Man, it's been a while since I watched Monty Python. Mostly because there was a time some years ago when my husband and I watched Flying Circus over and over so many times that we actually got tired of it. Also one of the dvds broke and most of the others are badly scratched. (One of these days we'll have to replace them since our kids are starting to get old enough to appreciate it.) 

I think my favorite sketch (or at least near the top of my favorites) is the Cycling Tour because it's just so bizarre and it carries through its absurdity so far. I think I tend to like the Palin/Jones sketches most.


----------



## AnyaKimlin

Dead Parrot is my favourite - the phrase "That is an ex parrot" happens to come up in life so often.

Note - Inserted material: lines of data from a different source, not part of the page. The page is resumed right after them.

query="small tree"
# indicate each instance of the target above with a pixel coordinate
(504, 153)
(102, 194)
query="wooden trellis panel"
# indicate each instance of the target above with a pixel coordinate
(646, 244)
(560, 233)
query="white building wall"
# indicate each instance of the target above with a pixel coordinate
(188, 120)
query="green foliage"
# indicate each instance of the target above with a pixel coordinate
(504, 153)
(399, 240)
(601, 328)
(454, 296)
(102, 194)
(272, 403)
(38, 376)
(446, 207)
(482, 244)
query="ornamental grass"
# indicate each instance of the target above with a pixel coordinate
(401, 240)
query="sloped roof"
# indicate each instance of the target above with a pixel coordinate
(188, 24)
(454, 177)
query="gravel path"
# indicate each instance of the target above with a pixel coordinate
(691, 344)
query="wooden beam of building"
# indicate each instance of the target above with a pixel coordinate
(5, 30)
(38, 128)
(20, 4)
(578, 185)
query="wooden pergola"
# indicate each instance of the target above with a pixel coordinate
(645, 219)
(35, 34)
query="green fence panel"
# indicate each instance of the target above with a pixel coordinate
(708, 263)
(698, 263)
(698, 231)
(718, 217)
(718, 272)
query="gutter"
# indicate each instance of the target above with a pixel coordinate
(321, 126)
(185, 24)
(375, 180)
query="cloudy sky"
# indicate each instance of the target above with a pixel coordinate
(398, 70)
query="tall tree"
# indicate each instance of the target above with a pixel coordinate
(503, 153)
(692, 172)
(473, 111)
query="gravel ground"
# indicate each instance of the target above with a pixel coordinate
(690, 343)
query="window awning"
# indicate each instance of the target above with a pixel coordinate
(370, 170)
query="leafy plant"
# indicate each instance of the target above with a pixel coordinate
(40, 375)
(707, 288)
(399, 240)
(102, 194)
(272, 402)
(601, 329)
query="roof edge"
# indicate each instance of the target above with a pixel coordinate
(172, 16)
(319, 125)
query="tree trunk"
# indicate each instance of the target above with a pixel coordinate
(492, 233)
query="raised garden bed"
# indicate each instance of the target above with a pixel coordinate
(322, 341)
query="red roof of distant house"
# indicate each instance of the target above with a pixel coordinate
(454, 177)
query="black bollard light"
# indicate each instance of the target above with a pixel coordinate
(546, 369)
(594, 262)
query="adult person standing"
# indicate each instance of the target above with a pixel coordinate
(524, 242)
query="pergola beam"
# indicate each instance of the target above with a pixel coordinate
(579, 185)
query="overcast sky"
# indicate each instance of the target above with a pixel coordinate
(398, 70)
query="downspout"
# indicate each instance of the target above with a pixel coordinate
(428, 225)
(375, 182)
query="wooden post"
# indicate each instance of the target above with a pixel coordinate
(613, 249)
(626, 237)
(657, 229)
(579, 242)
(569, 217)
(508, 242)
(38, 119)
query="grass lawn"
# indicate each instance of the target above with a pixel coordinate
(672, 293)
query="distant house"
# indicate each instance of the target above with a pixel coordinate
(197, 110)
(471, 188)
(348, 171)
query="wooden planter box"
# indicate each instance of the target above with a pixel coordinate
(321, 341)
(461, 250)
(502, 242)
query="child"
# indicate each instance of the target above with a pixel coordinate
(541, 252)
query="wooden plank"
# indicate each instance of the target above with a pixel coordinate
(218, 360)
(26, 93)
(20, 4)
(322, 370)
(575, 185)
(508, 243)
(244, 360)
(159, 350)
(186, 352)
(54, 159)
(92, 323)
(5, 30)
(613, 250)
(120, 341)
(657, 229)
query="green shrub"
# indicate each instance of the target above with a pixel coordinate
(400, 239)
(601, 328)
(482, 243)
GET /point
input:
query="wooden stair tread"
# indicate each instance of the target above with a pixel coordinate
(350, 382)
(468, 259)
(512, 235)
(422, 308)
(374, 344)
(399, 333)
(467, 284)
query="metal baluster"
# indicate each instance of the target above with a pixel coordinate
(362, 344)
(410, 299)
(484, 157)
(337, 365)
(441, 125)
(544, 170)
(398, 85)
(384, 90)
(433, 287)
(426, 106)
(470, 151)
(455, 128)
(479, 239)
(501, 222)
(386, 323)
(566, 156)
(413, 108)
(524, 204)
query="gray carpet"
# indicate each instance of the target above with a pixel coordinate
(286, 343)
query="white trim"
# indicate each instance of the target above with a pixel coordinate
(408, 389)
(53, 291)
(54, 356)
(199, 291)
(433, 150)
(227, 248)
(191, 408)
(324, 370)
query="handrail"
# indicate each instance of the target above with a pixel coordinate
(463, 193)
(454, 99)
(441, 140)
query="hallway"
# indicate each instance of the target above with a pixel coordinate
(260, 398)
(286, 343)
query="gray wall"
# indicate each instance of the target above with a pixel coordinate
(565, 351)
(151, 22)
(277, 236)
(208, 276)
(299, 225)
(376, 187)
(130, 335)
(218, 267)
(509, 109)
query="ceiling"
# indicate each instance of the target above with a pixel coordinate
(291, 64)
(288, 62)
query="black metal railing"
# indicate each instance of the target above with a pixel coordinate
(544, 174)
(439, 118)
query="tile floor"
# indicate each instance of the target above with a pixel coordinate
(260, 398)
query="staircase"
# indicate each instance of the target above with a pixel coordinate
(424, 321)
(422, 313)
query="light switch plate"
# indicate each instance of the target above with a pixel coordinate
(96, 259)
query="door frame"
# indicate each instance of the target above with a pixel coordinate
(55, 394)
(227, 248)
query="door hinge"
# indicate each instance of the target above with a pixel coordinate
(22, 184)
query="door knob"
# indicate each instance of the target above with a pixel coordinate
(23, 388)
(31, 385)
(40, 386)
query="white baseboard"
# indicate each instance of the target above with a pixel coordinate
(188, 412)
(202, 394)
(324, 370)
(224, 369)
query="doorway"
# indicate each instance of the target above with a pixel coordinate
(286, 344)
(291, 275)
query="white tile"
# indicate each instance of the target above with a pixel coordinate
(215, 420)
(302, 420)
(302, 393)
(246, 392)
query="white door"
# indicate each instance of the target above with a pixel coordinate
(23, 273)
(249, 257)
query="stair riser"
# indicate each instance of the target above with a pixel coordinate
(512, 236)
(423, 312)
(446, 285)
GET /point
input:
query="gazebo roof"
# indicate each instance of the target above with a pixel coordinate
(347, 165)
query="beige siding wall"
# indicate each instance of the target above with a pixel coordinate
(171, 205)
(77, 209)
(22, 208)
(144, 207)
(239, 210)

However, I retain a fondness from this snippet from the 25th Anniversary:


----------



## J Riff

Don't Miss - _The Strange Case of the End of Civilization as we Know It_. Cleese as Holmes, say no more.


----------



## Starbeast

Monty Python!? I'm in.


----------



## Silver Bee

I love this adorable classic little moment of the Parrot Sketch in which Michael Palin loses it for a moment and chuckles after John Cleese delivers a line in an overtly theatrical way. Delightful


----------



## Starbeast

For me, wacky, silly, yet intelligent comedy has always been a treat for me to watch. It's like "Live-Action" cartoons. People in the Monty Python sketches are surreal, yet familiar in our real world. A great deal of it is for adult viewing, but so were Bugs Bunny & Loony Tune cartoons back in the 1940's. I became aware of Monty Python's Flying Circus when I was a kid (1970's). My brother and I would enjoy watching the show on Sunday along with Dr Who. Later, the big news came out that the Monty Python crew were to appear in a feature film (1975). I became a fan forever.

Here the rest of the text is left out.